Circadian rhythms are physiological events that recur at about every 24 hours. Molecular machinery of circadian rhythms provides temporal information to other cellular processes. Recent findings indicate that the heterodimeric Neurospora circadian transcription factor, White Collar Complex (WCC), influence cellulase regulation. Moreover, WCC influences the expression of a cell cycle kinase, stk-29, suggesting functional roles of circadian rhythms in cell division cycles. We explore molecular wirings of circadian rhythms, cell cycle, and cellulase regulation in Neurospora crassa with mathematical modeling and experimental validations.
Since April 2010, Christian Hong has been Assistant Professor, Department of Molecular and Cellular Physiology, at the University of Cincinnati College of Medicine. He received his bachelor’s, masters and PhD at the Virginia Polytechnic Institute and State University and did postdoctoral research at the Dartmouth Medical School.
His graduate studies were conducted under the guidance of Dr. John Tyson in mathematical modeling of circadian rhythms. As a postdoctoral fellow, he used mathematical models to guide experiments. He learned how to apply genetic and molecular biological approaches to problems of cellular regulation, using Neurospora crassa, a tractable experimental system for circadian biology.
In the past four years, he was a co-author on nine publications, including both experimental and computational modeling papers as well as two reviews. As a young investigator who has crossed disciplines from mathematical biology to genetics and molecular biology, he believes that such interdisciplinary approaches will lead to the innovative therapies of the future. He successfully utilized both disciplines to elucidate molecular mechanisms of circadian rhythms in Neurospora crassa.

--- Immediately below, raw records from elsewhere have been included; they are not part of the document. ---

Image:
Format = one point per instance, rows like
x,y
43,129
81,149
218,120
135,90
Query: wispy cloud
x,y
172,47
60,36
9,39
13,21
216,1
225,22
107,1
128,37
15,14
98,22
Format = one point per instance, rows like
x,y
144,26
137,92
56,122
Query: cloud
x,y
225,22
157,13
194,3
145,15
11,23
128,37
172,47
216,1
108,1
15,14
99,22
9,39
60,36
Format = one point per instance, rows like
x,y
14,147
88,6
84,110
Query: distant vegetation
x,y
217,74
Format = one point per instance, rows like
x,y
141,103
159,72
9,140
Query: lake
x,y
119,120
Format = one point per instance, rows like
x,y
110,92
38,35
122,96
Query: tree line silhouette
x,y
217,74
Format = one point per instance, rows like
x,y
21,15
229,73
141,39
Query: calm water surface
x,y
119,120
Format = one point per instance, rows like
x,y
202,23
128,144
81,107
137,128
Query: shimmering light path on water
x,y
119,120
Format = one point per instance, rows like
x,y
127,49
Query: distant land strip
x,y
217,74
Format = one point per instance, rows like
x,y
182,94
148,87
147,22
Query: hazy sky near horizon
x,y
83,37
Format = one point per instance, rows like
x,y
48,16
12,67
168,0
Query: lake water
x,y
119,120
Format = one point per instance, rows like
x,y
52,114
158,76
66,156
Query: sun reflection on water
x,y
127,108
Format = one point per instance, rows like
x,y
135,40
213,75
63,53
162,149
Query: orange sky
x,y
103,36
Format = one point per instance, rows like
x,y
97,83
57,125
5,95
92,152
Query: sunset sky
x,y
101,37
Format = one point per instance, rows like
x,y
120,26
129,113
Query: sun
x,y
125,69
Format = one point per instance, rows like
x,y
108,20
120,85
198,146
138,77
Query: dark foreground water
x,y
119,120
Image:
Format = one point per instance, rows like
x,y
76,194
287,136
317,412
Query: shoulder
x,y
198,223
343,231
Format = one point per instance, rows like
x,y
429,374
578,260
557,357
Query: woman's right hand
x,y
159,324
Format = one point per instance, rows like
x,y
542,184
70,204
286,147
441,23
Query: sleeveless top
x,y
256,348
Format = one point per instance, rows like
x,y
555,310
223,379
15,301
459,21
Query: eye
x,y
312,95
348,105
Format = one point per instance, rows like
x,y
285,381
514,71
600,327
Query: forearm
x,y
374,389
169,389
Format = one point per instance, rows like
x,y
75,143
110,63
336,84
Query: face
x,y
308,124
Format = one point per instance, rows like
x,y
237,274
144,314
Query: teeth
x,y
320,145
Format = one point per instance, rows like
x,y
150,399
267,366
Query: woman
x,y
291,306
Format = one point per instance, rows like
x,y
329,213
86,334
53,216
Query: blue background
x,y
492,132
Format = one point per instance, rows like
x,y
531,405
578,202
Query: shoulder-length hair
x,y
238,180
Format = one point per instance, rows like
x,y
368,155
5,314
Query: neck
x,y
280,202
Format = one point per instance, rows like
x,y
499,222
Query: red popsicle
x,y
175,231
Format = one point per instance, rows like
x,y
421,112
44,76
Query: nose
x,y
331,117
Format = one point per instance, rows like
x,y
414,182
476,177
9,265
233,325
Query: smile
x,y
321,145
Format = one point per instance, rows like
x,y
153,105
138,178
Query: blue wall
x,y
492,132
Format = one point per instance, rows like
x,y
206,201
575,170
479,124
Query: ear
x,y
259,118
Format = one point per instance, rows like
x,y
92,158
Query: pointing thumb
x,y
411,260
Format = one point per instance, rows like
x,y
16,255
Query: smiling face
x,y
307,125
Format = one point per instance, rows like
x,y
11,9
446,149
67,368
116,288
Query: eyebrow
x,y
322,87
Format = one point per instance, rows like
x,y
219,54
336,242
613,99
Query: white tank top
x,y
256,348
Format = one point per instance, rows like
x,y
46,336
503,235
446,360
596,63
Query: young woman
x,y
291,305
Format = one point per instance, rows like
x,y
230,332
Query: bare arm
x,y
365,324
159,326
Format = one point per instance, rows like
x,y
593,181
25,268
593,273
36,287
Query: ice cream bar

In 2008, Dr. Hong won the Kronauer Award in Excellence in Biomathematical Modeling.
The goals of his current project is to investigate molecular dynamics that arise from the interconnected network that consists of circadian rhythms, cell cycle, DNA damage response, and metabolism. Mathematical modules are built for each one of the above cellular processes and model predictions are validated using a model filamentous fungus, Neurospora crassa.